This picture shows the base of the Steam Juicer. It is filled 3/4 full of water and put on the burner. It has a wonderfully thick bottom and is great for roasting or cooking down salsas, etc., but for the steam juicing purposes, all it does is hold the water that will be heated to steam.
Next, the reservoir is placed on top of the water pot. This will collect the juice from the fruit. You can see a hose coming out of the side of the reservoir. This works as a siphon and when your juice is ready you simply squeeze the clamp open and juice will pour into the jar.In case you were wondering what the inside of the reservoir looked like, here it is.
Next, send out the boys to fill the 3rd level of the Steam Juicer. It is called a basket. It is full of holes in the sides. Rinse your fruit (stems and all) and place basket on top of the reservoir.
Place the Lid on top of the steam juicer and, on high heat, set your time for 1 hour. After the timer goes off, pull off burner for 15 minutes or so to allow juices to finish flowing. Fill your sterilized jars to almost 1/8 inch head space and seal with sterilized lids. Because this juice has been steamed, and steam is hotter than boiling water, there is not a need to hot bath your juice. Let the jars cool and then label. If you are making grape juice, mix 1 quart of water to 1 quart of grape juice. Add sugar to taste. Pretty simple! Now, in the case of my crabs, I use the juice to make jellies, crabapple pepper jelly and pancake syrup. The crabapple juice can be boiled to gelling point with sugar (no pectin necessary) to make wonderful jellies.
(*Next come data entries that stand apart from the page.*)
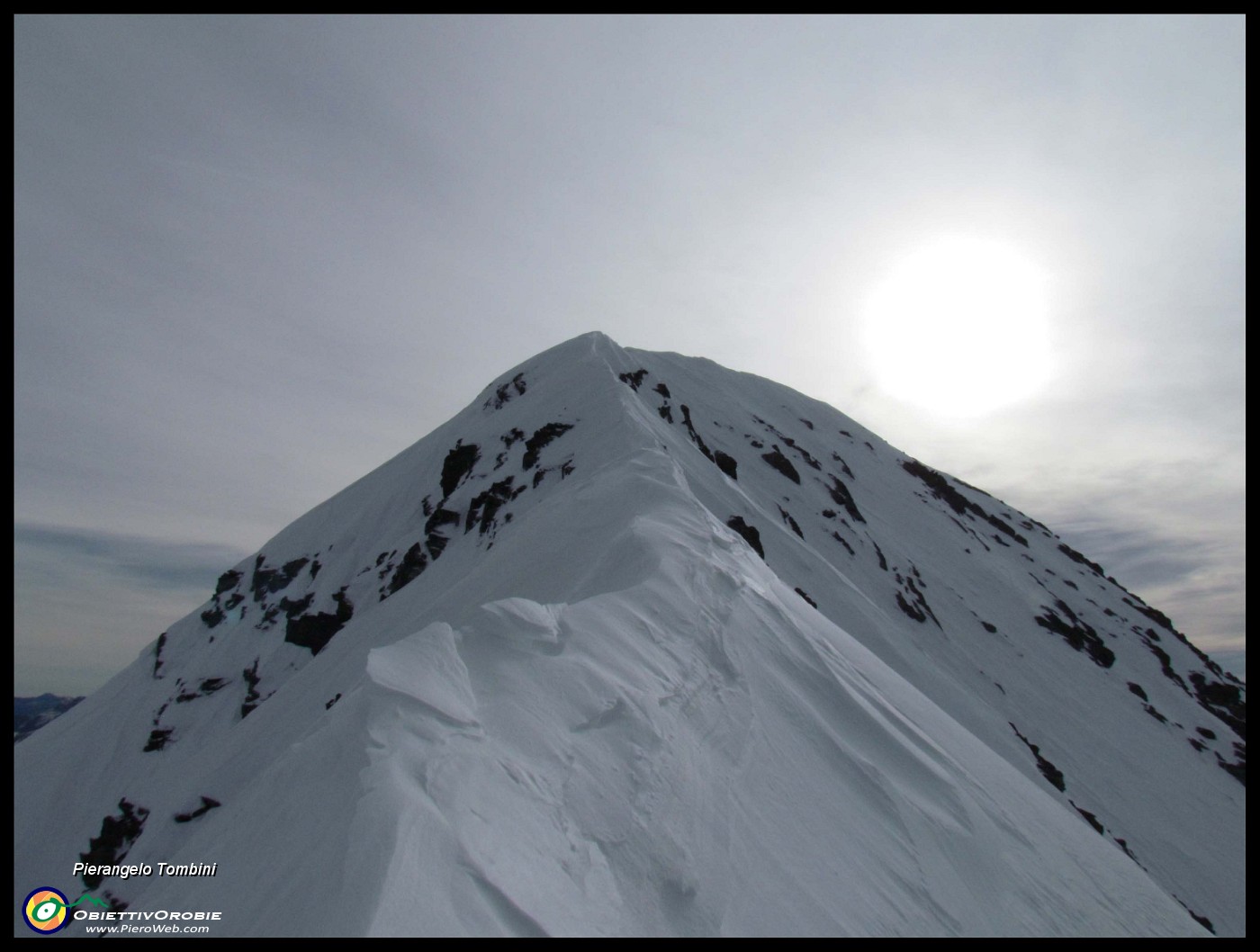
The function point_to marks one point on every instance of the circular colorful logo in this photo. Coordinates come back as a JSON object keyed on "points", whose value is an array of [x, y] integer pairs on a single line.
{"points": [[46, 911]]}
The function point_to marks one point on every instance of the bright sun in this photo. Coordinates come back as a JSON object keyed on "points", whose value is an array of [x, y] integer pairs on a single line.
{"points": [[960, 327]]}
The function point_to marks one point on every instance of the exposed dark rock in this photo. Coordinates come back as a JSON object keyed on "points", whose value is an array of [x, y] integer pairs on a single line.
{"points": [[1077, 633], [542, 437], [1080, 560], [842, 497], [1156, 616], [208, 804], [267, 580], [726, 463], [1090, 817], [1225, 700], [750, 534], [161, 643], [117, 834], [314, 631], [844, 466], [457, 465], [1166, 661], [955, 500], [251, 696], [790, 522], [487, 504], [1238, 769], [780, 463], [435, 541], [692, 434], [1048, 769], [878, 552], [633, 379], [293, 607], [227, 580], [503, 391], [412, 564]]}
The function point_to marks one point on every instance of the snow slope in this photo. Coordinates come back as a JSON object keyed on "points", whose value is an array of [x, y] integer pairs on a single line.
{"points": [[639, 645]]}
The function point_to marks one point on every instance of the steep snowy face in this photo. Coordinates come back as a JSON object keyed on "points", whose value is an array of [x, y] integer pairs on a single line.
{"points": [[639, 645]]}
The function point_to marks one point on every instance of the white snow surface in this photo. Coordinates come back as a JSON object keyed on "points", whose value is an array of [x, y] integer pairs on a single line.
{"points": [[608, 714]]}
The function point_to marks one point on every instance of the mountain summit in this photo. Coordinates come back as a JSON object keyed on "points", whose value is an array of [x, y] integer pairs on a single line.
{"points": [[640, 645]]}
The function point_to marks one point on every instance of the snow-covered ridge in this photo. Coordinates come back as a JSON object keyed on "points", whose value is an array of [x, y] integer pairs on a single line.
{"points": [[635, 643]]}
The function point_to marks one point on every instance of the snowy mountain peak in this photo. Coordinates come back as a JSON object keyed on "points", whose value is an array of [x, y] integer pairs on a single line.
{"points": [[640, 645]]}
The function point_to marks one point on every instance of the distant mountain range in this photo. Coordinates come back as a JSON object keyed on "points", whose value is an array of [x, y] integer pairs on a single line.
{"points": [[639, 645], [29, 714]]}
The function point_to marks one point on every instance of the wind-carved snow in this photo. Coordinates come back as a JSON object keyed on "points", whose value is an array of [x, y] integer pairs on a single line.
{"points": [[581, 703]]}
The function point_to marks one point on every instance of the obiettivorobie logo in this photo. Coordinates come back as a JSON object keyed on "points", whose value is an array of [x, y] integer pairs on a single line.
{"points": [[47, 910]]}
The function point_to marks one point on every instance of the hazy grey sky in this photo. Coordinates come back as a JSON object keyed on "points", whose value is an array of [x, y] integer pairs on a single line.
{"points": [[257, 257]]}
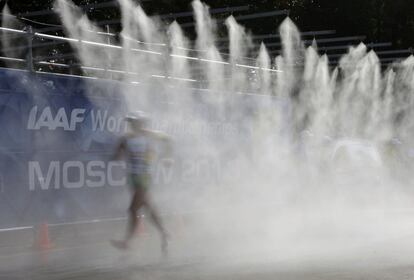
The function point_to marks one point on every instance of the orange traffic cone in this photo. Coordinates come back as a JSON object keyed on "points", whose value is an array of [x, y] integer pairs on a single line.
{"points": [[42, 241]]}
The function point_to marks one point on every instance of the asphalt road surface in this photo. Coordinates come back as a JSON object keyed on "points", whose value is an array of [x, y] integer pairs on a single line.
{"points": [[392, 258]]}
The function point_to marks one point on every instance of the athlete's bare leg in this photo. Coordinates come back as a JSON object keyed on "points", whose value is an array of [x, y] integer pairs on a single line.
{"points": [[138, 200], [158, 224]]}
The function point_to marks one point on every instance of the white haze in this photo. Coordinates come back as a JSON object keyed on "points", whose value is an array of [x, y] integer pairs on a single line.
{"points": [[279, 192]]}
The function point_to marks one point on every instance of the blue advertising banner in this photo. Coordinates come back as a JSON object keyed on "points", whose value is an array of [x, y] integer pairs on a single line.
{"points": [[58, 134], [55, 142]]}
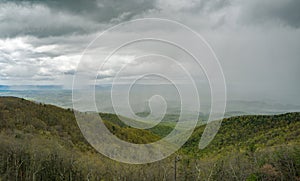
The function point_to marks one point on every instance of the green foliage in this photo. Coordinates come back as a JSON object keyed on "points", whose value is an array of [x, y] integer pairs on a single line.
{"points": [[43, 142]]}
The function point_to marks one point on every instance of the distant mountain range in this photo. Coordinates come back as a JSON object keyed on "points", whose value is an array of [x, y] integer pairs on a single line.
{"points": [[57, 95]]}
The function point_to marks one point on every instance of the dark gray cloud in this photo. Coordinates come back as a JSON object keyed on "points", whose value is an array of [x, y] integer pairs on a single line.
{"points": [[58, 18], [282, 12]]}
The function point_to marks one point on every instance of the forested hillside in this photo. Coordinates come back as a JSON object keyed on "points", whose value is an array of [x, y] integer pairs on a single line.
{"points": [[43, 142]]}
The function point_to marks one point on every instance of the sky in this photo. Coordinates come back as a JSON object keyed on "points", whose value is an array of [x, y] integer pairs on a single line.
{"points": [[257, 42]]}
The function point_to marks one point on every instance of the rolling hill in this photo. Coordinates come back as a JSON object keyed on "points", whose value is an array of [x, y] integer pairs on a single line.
{"points": [[43, 142]]}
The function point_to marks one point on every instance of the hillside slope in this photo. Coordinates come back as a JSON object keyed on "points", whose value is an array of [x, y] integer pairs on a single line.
{"points": [[43, 142]]}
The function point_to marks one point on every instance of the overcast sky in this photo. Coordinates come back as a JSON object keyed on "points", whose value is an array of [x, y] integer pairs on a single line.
{"points": [[257, 42]]}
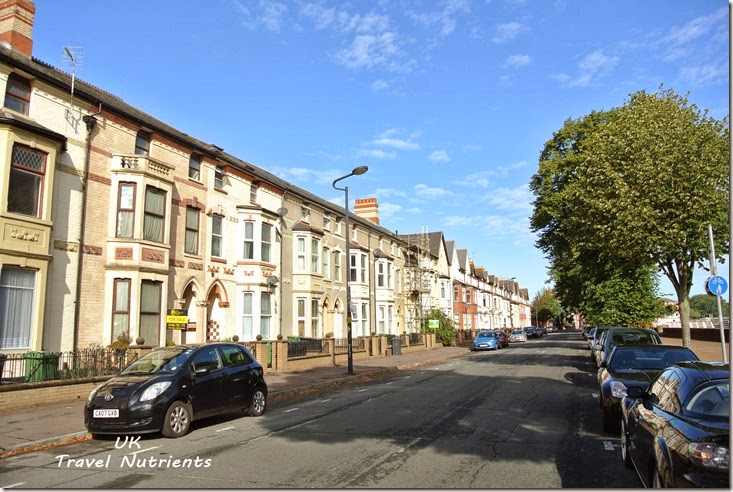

I hate waste, and this is what I'm left with after the fruit has been juiced. Seeds, skins and stems. Then one day, I realized that the strainer I have for my kitchen aid that I use to remove seeds from my blackberries, can also remove seeds, skins and stems if I were making apple sauce. (How sad it has taken me this long to figure it out)! Sooooo, I stuck my crabs through my strainer!
Here is my strainer, hard at work. The boys really get into this part because this process makes lots of weird gastro-type noises. Everything gets put through the strainer and all of the stems, seeds and skins exit the strainer into the bowl. In the pot I add brown sugar and spices to taste. The butter is already THICK (and I didn't have to stand there and stir it all day long). The butter is stirred to boiling (you must keep stirring, it is so thick that it will scorch quickly) and then ladled into sterile jars and hot bathed to seal. From one batch I average 6 pints of crabapple juice and 6-7 pints of crabby butter!
(Notice Gummy Bears - Great for keeping Her Royal Higness occupied).